2- Sur les travaux d’électricité

En l’espèce, le syndicat des copropriétaires de la résidence [Adresse 4] évoque que le montant des travaux d’électricité réclamés porterait sur des équipements professionnels de la cuisine de la crêperie Le Be New et n’incomberait pas au propriétaire des locaux.

Cependant, le simple devis non signé produit en pièce 20 de la demanderesse au fond a été établi au nom du locataire exploitant la crêperie est insuffisant pour démontrer que le propriétaire des locaux n’a pas subi de préjudice ou que les travaux sont à la charge du seul commerçant.
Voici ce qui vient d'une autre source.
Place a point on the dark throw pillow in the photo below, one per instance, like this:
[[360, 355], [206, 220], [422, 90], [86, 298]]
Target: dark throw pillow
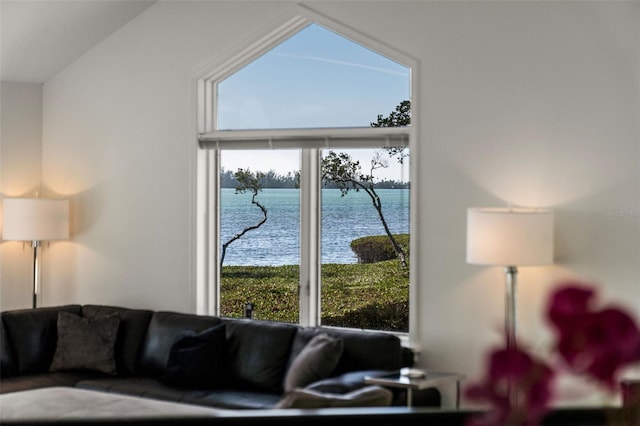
[[196, 360], [86, 344], [315, 362]]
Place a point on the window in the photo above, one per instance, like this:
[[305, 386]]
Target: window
[[281, 237]]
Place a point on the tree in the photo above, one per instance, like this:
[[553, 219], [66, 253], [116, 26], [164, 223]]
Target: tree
[[400, 117], [247, 182], [347, 174]]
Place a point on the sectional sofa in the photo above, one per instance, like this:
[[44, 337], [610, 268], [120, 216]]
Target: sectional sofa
[[208, 361]]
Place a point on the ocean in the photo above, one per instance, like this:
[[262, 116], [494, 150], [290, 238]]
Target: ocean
[[276, 242]]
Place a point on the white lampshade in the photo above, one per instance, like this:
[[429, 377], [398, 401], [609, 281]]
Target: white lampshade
[[35, 219], [509, 236]]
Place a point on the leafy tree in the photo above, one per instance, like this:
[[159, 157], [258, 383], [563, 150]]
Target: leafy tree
[[400, 117], [346, 174], [247, 181]]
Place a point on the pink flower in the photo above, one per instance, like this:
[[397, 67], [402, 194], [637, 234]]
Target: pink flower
[[517, 387], [598, 343]]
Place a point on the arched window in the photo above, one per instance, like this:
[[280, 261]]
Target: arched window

En effet, le devis porte sur l’aménagement électrique “arrière cuisine” suite à un dégât des eaux ; il permet de chiffrer les désordres allégués dans les locaux appartenant à la SCI La Vallée Gobelin.

Il appartiendra au juge du fond le cas échéant de se prononcer sur le bien fondé de la réclamation de la propriétaire qui, à ce stade, a bien qualité et intérêt à agir.

Il convient de rejeter la fin de non-recevoir tirée du défaut de qualité et d’intérêt à agir et de déclarer recevable la demande formée par la SCI la Vallée Gobelin au titre des travaux d’électricité.

3. Sur les autres demandes

A ce stade de la procédure, les dépens seront réservés.

Le sort des frais irrépétibles sera apprécié par le juge du fond.

PAR CES MOTIFS

Le juge de la mise en état, statuant par mise à disposition au greffe, par ordonnance contradictoire et susceptible d’appel dans les conditions prévues par l’article 795 du code de procédure civile,

Déclare recevable comme non prescrite l’action introduite par le syndicat des copropriétaires de l’immeuble situé [Adresse 2] à Tours, la SCI Nat aux droits de laquelle vient la SCI Cadoq, la SARL CBHG, la SCI la Vallée Gobelin et la SARL D&D,

Déclare recevable la demande de la SCI la Vallée Gobelin au titre des travaux de maçonnerie en ce qu’elle a qualité et intérêt à agir à l’encontre du syndicat des copropriétaires de la résidence [Adresse 4],

Déclare recevable la demande de la SCI la Vallée Gobelin au titre des travaux d’électricité en ce qu’elle a qualité et intérêt à agir à l’encontre du syndicat des copropriétaires de la résidence [Adresse 4],

Dit que les dépens de l’incident suivront le sort de l’instance au fond,

Laisse le sort des frais irrépétibles à l’appréciation du juge du fond.

Rejette le surplus des demandes,

Renvoie l’examen de l’affaire à l’audience de mise en état virtuelle du 20 janvier 2025 et dit que Me [P] devra signifier ses conclusions avant cette date.